Dr. Sergio Serna-Saldivar

Centro de Biotecnología FEMSA

Instituto Tecnológico y de Estudios Superiores de Monterrey, México

 

Dr. Serna-Saldivar's expertise lies in the processing of maize and its applications, particularly in the production of tortillas and tacos. His research on the loss of starch crystallinity during the transformation of nixtamalized maize flour into these iconic products has reshaped our understanding of their unique texture. Beyond his impact on baked goods, his work on legume starch, particularly beans, has improved techno-functional properties and digestibility.

 

In addition to his academic achievements, Prof. Serna-Saldivar has contributed to the improvement of food nutrition and accessibility, particularly in developing regions.
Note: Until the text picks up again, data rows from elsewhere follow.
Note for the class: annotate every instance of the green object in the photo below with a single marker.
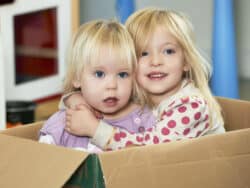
(88, 175)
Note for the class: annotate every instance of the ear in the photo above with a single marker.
(186, 67)
(76, 83)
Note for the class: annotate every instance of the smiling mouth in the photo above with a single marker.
(157, 75)
(111, 101)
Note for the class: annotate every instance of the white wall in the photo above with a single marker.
(2, 96)
(201, 15)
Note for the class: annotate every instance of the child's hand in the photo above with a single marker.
(73, 100)
(81, 122)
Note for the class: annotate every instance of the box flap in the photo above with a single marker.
(236, 113)
(210, 161)
(27, 163)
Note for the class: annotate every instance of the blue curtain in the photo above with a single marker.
(124, 8)
(225, 74)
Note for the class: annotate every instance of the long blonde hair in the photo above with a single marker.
(86, 44)
(143, 23)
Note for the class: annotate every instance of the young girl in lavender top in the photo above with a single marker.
(174, 74)
(102, 65)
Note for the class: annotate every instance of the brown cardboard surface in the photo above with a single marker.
(236, 113)
(25, 163)
(211, 161)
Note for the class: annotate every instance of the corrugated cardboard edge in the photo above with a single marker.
(27, 163)
(211, 161)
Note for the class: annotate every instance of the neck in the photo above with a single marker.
(122, 112)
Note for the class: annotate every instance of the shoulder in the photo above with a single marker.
(55, 123)
(191, 105)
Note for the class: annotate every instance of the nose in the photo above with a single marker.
(156, 60)
(111, 82)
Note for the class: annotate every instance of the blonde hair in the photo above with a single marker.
(143, 23)
(89, 40)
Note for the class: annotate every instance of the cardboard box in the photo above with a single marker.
(213, 161)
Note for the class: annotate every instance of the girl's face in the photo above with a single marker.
(161, 66)
(107, 84)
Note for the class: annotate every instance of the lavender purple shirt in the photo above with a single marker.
(136, 121)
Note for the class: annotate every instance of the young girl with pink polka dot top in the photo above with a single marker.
(174, 74)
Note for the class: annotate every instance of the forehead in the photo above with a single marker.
(161, 36)
(106, 57)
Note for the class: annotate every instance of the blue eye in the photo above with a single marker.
(99, 74)
(144, 54)
(123, 74)
(169, 51)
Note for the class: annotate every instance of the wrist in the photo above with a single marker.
(102, 134)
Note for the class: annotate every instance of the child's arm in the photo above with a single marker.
(71, 100)
(184, 119)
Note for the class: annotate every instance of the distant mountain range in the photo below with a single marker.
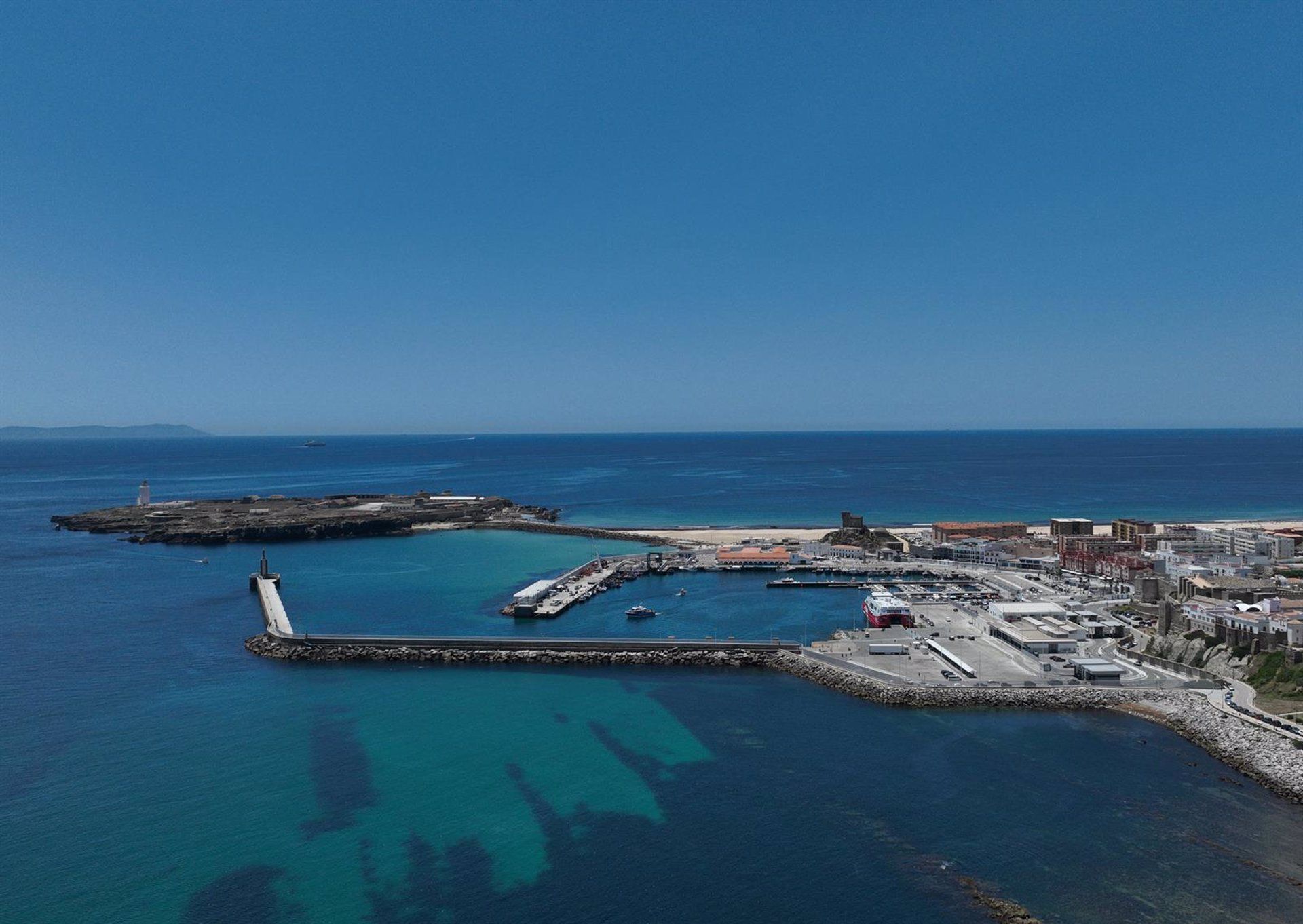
(147, 431)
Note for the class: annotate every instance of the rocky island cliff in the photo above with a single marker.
(278, 518)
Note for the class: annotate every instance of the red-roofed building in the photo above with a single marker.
(752, 556)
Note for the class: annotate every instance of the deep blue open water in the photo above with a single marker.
(151, 771)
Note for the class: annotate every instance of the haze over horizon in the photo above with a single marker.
(589, 218)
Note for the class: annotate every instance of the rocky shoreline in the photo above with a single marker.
(280, 519)
(1258, 754)
(1270, 760)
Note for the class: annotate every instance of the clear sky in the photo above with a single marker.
(369, 218)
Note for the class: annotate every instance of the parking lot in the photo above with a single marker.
(962, 631)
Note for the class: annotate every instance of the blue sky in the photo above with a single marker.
(369, 218)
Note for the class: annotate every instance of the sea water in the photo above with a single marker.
(151, 771)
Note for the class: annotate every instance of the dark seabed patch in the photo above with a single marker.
(342, 773)
(242, 897)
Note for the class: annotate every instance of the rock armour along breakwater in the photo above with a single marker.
(1258, 754)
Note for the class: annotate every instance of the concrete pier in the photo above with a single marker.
(278, 626)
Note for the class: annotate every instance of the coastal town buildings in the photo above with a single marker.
(753, 556)
(945, 532)
(1130, 531)
(1072, 526)
(1266, 625)
(1048, 635)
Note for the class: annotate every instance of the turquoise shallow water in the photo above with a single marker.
(151, 771)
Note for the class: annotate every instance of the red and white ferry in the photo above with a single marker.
(882, 609)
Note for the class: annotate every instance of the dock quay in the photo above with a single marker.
(549, 598)
(282, 632)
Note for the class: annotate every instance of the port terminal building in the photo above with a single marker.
(1040, 636)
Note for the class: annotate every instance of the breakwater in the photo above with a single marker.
(280, 519)
(1258, 754)
(569, 529)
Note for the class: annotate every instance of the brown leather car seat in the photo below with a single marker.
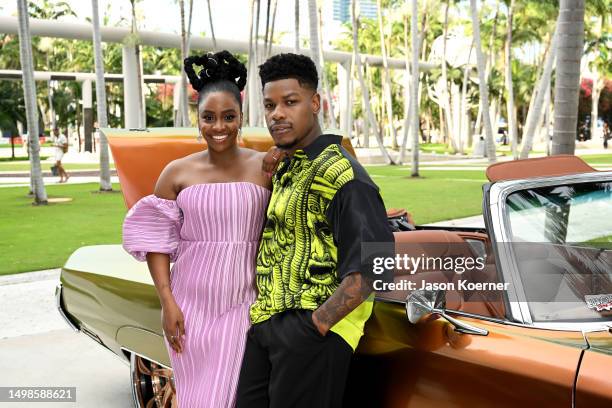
(558, 165)
(444, 243)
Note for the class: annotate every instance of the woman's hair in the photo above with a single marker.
(220, 71)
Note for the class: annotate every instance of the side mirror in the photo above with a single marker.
(423, 305)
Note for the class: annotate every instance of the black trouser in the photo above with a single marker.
(287, 363)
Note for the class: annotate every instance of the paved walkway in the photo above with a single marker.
(38, 349)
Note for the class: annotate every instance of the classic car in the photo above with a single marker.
(545, 340)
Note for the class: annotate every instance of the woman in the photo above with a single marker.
(206, 215)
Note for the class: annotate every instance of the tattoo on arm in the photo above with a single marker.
(353, 290)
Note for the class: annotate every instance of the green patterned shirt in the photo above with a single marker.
(312, 238)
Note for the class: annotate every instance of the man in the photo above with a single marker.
(61, 147)
(313, 287)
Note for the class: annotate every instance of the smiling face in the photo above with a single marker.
(219, 120)
(291, 112)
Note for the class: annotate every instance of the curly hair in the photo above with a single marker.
(220, 71)
(283, 66)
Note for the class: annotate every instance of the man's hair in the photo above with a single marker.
(285, 66)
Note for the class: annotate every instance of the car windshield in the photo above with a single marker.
(562, 241)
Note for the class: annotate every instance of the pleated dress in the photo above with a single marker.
(211, 232)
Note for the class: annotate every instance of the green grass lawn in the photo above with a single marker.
(436, 196)
(35, 238)
(25, 166)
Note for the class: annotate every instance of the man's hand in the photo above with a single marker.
(271, 160)
(353, 290)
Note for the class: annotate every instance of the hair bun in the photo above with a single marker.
(220, 66)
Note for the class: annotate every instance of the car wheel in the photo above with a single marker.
(152, 384)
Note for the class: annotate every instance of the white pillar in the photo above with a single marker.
(176, 104)
(86, 92)
(344, 100)
(131, 103)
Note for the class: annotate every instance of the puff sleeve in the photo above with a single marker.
(153, 224)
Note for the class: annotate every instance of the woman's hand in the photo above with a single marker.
(173, 324)
(271, 160)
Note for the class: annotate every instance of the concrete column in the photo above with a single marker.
(131, 103)
(344, 99)
(87, 114)
(176, 104)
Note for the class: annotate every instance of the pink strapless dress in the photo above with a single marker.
(211, 233)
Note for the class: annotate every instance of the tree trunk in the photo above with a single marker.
(534, 114)
(509, 87)
(567, 81)
(29, 94)
(364, 87)
(212, 27)
(296, 45)
(141, 105)
(313, 24)
(105, 181)
(387, 76)
(414, 89)
(448, 120)
(185, 45)
(407, 97)
(463, 119)
(52, 122)
(328, 94)
(271, 39)
(597, 85)
(489, 67)
(482, 83)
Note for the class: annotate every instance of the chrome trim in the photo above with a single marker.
(58, 305)
(132, 380)
(89, 334)
(585, 327)
(132, 352)
(498, 193)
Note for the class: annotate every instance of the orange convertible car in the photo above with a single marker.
(531, 327)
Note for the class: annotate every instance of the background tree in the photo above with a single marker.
(105, 181)
(482, 83)
(569, 51)
(29, 90)
(364, 88)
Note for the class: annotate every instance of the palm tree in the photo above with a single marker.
(315, 50)
(326, 86)
(509, 87)
(364, 88)
(482, 83)
(297, 27)
(134, 35)
(183, 113)
(407, 95)
(534, 114)
(567, 82)
(105, 183)
(387, 83)
(29, 91)
(415, 89)
(212, 28)
(271, 36)
(448, 119)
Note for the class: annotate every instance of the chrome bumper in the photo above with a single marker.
(58, 304)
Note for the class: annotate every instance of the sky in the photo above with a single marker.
(230, 17)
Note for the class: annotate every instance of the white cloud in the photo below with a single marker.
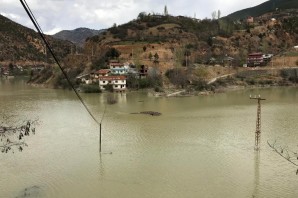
(55, 15)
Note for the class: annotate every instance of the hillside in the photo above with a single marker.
(77, 36)
(21, 44)
(268, 6)
(175, 37)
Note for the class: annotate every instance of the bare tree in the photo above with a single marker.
(218, 14)
(213, 14)
(166, 13)
(13, 134)
(285, 153)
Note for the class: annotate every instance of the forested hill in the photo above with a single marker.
(19, 43)
(77, 36)
(268, 6)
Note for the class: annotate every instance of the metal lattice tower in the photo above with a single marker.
(258, 123)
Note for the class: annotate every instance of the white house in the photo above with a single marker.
(118, 82)
(119, 68)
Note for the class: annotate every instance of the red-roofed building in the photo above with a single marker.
(118, 82)
(255, 59)
(103, 72)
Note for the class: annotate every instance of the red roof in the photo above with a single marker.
(103, 71)
(116, 64)
(256, 54)
(112, 78)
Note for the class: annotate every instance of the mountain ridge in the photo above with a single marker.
(78, 35)
(263, 8)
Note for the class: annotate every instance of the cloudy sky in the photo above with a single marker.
(56, 15)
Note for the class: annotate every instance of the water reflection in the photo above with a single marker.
(256, 174)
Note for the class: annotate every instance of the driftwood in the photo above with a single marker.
(285, 153)
(152, 113)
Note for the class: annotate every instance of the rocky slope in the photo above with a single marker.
(77, 36)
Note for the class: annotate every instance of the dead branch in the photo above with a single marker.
(12, 135)
(285, 153)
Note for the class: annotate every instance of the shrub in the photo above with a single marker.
(89, 88)
(111, 99)
(109, 87)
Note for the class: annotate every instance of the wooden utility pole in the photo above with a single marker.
(258, 123)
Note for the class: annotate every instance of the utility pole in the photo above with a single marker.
(258, 123)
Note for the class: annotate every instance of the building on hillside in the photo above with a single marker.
(118, 68)
(255, 59)
(250, 20)
(118, 82)
(143, 72)
(228, 61)
(102, 72)
(84, 78)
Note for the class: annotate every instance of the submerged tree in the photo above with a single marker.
(285, 152)
(13, 135)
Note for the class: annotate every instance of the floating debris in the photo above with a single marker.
(152, 113)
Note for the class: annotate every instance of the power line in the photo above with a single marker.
(38, 28)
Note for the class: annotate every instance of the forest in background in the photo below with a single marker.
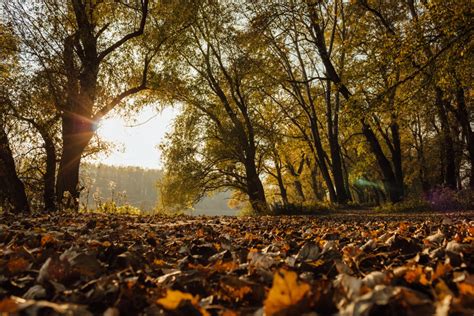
(283, 102)
(136, 187)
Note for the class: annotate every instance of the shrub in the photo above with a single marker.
(305, 208)
(409, 205)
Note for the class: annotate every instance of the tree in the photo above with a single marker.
(217, 79)
(12, 189)
(86, 54)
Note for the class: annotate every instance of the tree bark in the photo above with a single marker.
(449, 155)
(77, 133)
(255, 189)
(12, 188)
(342, 196)
(391, 184)
(281, 184)
(462, 115)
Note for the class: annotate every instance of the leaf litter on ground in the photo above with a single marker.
(341, 264)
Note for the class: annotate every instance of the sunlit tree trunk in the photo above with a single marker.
(11, 187)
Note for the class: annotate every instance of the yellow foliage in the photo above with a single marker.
(285, 292)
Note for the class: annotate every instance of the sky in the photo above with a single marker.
(136, 139)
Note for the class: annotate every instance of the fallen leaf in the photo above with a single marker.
(286, 292)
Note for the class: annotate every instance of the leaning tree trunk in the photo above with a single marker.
(281, 184)
(49, 178)
(255, 189)
(450, 176)
(11, 187)
(391, 184)
(77, 133)
(342, 195)
(462, 115)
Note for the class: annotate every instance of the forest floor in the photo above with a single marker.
(348, 263)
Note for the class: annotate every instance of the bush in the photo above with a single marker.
(409, 205)
(446, 199)
(110, 207)
(305, 208)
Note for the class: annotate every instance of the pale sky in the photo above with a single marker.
(136, 138)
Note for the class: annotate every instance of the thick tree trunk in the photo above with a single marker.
(333, 136)
(463, 117)
(397, 156)
(322, 162)
(281, 184)
(391, 184)
(450, 175)
(49, 178)
(76, 134)
(296, 178)
(255, 189)
(11, 187)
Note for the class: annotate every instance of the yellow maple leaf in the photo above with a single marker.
(285, 292)
(466, 288)
(173, 298)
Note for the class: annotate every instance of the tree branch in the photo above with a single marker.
(129, 36)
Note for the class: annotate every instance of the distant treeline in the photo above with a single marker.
(135, 186)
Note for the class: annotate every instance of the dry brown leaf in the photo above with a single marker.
(285, 292)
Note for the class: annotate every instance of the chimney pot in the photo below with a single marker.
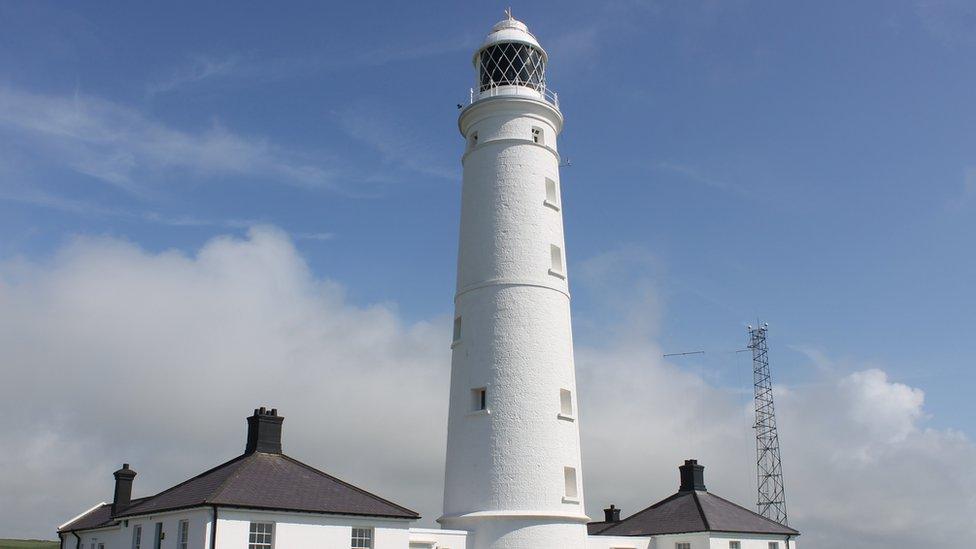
(692, 476)
(123, 489)
(264, 432)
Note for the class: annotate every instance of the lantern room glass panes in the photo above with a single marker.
(512, 64)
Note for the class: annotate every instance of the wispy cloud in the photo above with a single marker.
(200, 67)
(206, 67)
(696, 175)
(398, 142)
(122, 146)
(44, 199)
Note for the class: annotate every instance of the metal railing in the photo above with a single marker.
(493, 90)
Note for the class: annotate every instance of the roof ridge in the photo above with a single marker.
(769, 520)
(701, 512)
(187, 481)
(644, 510)
(348, 485)
(223, 485)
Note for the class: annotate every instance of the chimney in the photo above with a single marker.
(611, 514)
(123, 489)
(692, 476)
(264, 431)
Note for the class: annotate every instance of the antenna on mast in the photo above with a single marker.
(769, 464)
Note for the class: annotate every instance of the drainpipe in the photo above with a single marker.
(213, 530)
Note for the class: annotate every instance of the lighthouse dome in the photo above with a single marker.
(510, 56)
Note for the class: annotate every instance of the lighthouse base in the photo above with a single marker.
(499, 530)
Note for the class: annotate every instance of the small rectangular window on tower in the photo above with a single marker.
(556, 262)
(565, 404)
(572, 488)
(479, 399)
(552, 194)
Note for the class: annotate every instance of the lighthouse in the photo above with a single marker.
(513, 477)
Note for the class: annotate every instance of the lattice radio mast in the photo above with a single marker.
(769, 464)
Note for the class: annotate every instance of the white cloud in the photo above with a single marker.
(119, 145)
(111, 353)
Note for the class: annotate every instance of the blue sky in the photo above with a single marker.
(810, 164)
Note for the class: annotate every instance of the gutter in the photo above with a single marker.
(213, 531)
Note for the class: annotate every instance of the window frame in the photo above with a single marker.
(458, 326)
(367, 535)
(570, 485)
(183, 534)
(566, 408)
(260, 544)
(479, 400)
(552, 200)
(557, 262)
(538, 136)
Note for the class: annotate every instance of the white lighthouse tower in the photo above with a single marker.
(513, 476)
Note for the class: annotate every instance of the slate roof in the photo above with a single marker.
(99, 517)
(271, 481)
(691, 511)
(256, 481)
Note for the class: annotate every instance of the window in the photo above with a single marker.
(565, 403)
(183, 534)
(552, 194)
(538, 136)
(572, 488)
(261, 535)
(479, 399)
(556, 261)
(362, 537)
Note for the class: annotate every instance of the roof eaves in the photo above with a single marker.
(127, 512)
(412, 513)
(81, 515)
(701, 512)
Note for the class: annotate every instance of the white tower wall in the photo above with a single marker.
(506, 476)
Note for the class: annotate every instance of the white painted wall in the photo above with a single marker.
(427, 538)
(307, 531)
(618, 542)
(504, 478)
(720, 540)
(698, 540)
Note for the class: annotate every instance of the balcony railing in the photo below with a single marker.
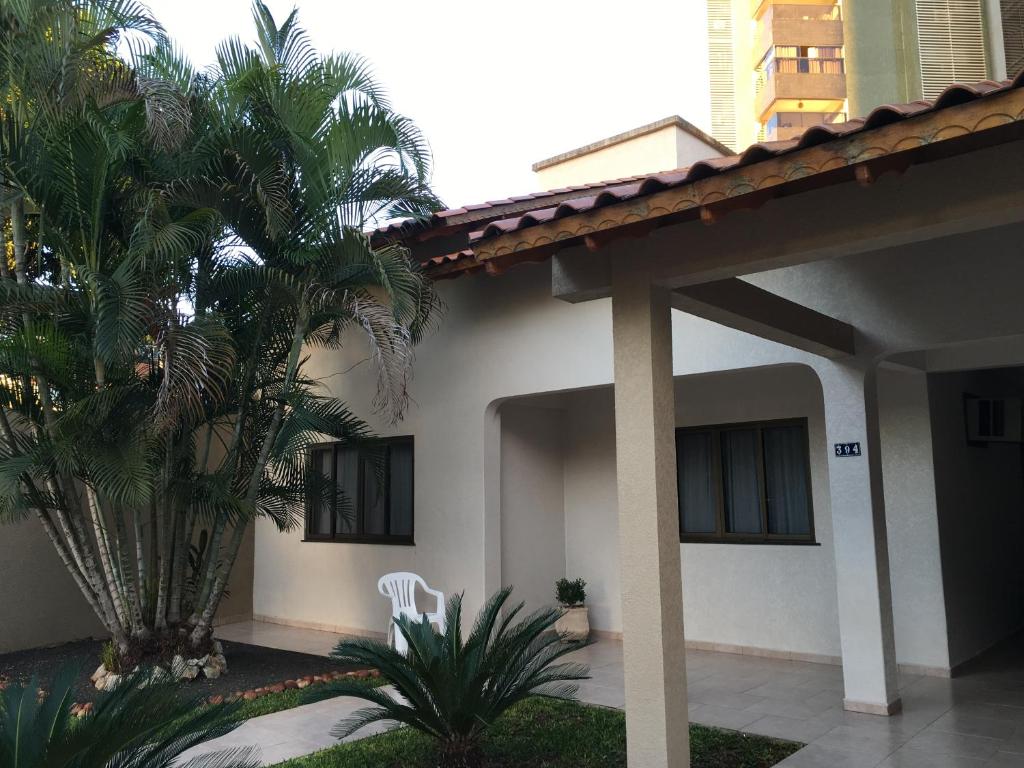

His research on Mexican autochthonous crops, such as maize and legumes, has revealed novel sources of essential nutrients, offering solutions to combat malnutrition and address food insecurity.

 

The professor's innovative research on maize processing technology, particularly nixtamalization, has played a pivotal role in the development of the tortilla industry in North America. With 12 awarded patents and seed rights, Prof. Serna-Saldivar has successfully translated scientific knowledge into efficient and sustainable industrial processes for producing healthy and nutritious foods.

 

The International Association for Cereal Science and Technology applauds both Dr. Bruce Hamaker and Prof. Sergio Serna-Saldivar for their exceptional contributions to the field. The awards are set to be presented at the 17th International Cereal and Bread Congress in Nantes in April 2024. This recognition underscores the significance of the awardees' ongoing impactful work in advancing our understanding of cereals.